Regarding Florida legal form DR-219 Requirement:

Laws of Florida 2008-24 (HB 7019) which was signed into law by the Governor and becomes effective June 1, 2008- removes the requirement for the filing of a DR-219 as a condition to recording a deed. However, the legislation failed to provide a new framework for the counties to replace this procedure.

The DR-219 form detailed the transaction details and the doc stamp requirements for the county clerks. The doc stamps will still be due and must be paid prior to recording (see F.S. 201.01). Presumably these will still be collected by the clerks.

Since in Florida, the total consideration paid is not normally shown on the face of a deed, a mechanism will need to be created to provide information to the clerks. Until this is done, each clerk will be adopting their own standards. This may create a risk that many deeds will be rejected in the upcoming months.

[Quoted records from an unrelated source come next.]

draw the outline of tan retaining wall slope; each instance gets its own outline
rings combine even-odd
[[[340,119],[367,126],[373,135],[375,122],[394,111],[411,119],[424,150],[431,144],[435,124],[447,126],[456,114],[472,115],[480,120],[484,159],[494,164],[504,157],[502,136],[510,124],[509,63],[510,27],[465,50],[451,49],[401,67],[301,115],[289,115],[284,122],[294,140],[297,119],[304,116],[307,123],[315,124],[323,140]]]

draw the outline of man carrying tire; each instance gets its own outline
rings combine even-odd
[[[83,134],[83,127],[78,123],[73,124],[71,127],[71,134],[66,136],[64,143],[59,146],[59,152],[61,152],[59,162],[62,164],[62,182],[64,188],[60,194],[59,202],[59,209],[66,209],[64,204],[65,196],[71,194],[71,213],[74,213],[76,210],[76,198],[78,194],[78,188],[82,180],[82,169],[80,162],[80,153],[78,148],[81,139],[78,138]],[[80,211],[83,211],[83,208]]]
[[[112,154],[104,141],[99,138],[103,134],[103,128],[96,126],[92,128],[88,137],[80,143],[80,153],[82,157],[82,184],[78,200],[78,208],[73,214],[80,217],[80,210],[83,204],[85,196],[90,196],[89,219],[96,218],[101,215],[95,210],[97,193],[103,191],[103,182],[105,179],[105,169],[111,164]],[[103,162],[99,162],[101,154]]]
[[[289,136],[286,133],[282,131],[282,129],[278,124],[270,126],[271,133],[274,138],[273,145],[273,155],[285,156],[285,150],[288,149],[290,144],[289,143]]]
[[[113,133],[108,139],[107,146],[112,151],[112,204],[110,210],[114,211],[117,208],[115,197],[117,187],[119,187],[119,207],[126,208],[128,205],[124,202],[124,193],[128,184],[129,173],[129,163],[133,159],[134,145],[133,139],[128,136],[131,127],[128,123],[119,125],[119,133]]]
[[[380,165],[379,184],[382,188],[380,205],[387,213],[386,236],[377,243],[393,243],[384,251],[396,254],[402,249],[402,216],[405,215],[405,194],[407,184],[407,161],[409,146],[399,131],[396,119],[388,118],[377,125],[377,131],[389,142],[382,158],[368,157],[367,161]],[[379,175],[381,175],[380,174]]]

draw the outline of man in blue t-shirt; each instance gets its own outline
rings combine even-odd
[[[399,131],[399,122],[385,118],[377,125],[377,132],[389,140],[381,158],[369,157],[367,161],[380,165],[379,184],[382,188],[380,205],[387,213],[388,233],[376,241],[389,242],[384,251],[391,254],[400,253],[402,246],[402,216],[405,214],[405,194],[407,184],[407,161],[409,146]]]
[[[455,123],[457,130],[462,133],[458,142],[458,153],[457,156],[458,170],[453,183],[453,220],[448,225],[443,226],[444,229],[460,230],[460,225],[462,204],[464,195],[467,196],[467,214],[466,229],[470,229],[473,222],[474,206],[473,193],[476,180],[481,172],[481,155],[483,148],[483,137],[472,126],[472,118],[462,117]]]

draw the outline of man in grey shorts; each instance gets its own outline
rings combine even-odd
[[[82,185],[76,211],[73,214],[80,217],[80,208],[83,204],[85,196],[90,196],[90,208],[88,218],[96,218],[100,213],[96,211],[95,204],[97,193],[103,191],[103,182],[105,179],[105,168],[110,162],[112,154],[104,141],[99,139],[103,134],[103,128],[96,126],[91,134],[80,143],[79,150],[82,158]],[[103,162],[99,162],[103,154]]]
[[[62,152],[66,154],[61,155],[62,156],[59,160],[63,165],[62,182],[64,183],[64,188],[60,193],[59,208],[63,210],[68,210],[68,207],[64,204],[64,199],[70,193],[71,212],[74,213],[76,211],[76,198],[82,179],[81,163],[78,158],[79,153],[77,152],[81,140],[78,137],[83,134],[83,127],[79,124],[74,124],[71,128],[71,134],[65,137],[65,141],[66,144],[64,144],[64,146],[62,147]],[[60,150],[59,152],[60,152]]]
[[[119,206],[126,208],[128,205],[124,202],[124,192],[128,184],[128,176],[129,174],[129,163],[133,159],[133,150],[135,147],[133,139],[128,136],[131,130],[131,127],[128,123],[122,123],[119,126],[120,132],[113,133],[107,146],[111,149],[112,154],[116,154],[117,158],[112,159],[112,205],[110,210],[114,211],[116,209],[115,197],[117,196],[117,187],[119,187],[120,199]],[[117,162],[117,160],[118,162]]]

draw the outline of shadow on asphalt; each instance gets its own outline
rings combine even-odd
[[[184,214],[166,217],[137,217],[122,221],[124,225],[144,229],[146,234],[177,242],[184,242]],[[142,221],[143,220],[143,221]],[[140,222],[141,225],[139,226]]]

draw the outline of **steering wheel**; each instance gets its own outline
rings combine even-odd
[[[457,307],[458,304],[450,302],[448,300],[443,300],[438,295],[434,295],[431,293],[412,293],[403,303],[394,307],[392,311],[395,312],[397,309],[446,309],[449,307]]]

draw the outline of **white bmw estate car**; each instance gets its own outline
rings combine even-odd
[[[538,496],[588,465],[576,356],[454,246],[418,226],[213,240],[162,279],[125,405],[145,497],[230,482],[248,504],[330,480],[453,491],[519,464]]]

In the short term, it is recommended that each closing agent contact the appropriate clerk’s office to discover the individual current requirements before sending a deed for recording. A notation as follows may also be helpful on the cover letter sent to the clerk.

Doc Stamps on Deed               $
Recording Deed ( ___ pages)  $
Doc Stamps on Mortgage        $
Int. Tax on Mortgage               $
Recording Mort (__ pages)      $

If you currently have a closing in process- it is recommended you consult with your closing agent to ensure they are also aware of this change….


----------